As per the information available on the website of the Federal Register an amendment to the term “cash and cash equivalents” is proposed so it would direct advisers to exempt digital assets while reporting cash and cash equivalents.
Form PF is the clandestine reporting form for specific investment advisers to private funds that are registered with the SEC and the CFTC.
Why is there a need for a separate digital asset category?
The commissions (collectively) have maintained that in recent years the digital assets also called “crypto assets” have experienced growth as well as volatility. In the current scenario, various hedge funds have been created to invest in digital assets. At the same time, many other existing hedge funds are also seen allocating a portion of their portfolios to these assets. Thus, to have clarity on the overall market exposures of hedge funds, it is vital to collect information on their exposure to digital assets.
How are digital assets defined in the proposed amendment?
The proposal defines a “digital asset” as any asset that is issued and/or transferred through distributed ledger or blockchain technology.

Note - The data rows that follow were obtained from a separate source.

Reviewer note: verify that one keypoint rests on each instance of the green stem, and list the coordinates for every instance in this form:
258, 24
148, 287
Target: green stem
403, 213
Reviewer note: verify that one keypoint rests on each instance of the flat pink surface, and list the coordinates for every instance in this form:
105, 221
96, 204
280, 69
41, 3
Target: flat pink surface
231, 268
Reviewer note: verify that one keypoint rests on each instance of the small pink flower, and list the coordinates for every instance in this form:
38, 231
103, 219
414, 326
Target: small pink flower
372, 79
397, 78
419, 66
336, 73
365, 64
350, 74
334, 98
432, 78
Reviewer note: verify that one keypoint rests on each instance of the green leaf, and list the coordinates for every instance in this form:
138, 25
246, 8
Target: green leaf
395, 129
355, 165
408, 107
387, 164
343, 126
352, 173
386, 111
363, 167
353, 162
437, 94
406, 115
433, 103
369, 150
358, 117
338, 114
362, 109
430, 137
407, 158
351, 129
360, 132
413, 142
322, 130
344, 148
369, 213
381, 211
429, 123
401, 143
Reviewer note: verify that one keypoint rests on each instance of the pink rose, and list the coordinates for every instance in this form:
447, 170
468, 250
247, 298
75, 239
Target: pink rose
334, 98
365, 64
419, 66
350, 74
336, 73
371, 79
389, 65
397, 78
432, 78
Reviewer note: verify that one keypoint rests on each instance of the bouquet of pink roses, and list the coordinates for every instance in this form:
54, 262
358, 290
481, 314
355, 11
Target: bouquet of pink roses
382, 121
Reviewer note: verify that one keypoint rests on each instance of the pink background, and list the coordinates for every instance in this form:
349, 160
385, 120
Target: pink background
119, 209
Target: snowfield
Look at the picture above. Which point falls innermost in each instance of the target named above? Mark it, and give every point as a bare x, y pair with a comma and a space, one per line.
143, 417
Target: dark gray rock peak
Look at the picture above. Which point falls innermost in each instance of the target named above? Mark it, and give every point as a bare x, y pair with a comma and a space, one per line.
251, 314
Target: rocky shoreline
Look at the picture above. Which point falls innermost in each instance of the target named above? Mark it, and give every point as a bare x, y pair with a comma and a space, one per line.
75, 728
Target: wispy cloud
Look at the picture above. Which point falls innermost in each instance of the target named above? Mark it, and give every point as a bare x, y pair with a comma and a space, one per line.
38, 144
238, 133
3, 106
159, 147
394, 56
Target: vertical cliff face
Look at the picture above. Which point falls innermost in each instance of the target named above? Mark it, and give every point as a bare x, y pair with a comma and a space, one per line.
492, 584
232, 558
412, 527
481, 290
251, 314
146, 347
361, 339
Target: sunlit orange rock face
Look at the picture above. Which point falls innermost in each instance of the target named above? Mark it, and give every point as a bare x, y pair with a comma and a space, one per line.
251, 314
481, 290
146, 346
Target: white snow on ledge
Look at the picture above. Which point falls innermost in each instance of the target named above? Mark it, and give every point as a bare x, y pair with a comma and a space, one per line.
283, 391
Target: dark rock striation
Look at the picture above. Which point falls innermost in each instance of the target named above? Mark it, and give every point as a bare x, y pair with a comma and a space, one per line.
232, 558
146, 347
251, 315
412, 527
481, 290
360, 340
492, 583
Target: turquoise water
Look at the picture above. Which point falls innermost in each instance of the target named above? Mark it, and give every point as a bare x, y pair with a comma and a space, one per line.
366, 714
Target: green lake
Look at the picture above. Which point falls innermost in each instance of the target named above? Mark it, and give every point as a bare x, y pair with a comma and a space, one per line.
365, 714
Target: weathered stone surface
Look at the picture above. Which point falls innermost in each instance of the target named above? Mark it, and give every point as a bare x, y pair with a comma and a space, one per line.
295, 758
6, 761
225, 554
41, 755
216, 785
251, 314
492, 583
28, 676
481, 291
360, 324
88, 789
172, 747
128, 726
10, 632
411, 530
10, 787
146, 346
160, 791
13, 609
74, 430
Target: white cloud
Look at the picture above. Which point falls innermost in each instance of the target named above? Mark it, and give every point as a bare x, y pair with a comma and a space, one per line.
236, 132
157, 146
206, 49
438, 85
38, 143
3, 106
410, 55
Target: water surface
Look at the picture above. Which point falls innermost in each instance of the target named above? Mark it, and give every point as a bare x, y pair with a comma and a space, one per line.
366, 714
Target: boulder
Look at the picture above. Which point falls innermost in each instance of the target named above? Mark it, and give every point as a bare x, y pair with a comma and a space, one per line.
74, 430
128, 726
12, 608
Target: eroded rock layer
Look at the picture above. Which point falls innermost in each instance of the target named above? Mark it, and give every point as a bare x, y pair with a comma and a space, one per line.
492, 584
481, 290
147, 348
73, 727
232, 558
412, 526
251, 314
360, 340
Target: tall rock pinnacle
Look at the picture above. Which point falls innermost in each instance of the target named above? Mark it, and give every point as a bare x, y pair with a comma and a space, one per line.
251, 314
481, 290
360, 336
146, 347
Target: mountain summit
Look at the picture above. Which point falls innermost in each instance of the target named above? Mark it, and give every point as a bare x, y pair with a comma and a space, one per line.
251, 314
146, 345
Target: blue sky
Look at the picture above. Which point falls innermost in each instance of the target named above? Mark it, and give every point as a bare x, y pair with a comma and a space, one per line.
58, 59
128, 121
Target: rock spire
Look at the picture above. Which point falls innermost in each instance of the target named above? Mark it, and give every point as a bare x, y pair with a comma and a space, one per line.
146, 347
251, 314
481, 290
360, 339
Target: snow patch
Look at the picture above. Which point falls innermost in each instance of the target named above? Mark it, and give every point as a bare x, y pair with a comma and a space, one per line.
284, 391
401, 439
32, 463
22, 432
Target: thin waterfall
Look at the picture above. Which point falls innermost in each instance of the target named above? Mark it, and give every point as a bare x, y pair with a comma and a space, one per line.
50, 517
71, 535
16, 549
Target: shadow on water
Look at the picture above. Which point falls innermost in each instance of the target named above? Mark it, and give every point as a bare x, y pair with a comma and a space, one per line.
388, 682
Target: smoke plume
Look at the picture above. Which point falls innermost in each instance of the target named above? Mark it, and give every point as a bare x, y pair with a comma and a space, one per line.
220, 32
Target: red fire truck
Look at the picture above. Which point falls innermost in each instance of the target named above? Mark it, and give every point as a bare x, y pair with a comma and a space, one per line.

This includes but is not restricted to, so-called “virtual currencies,” “coins,” and “tokens.”
As per the commission, the amendments are aimed at improving its ability to examine the magnitude of hedge fund portfolio concentration and to identify directional exposure. It added that high portfolio concentration involves the risk of amplified losses that can happen when a fund’s investment represents a large portion of a particular investment, asset class, or market segment. Leveraged portfolios amplify this risk further. The proposed amendments are designed to identify a fund’s concentration risk (where gross exposure to a reference asset is larger than the fund’s NAV).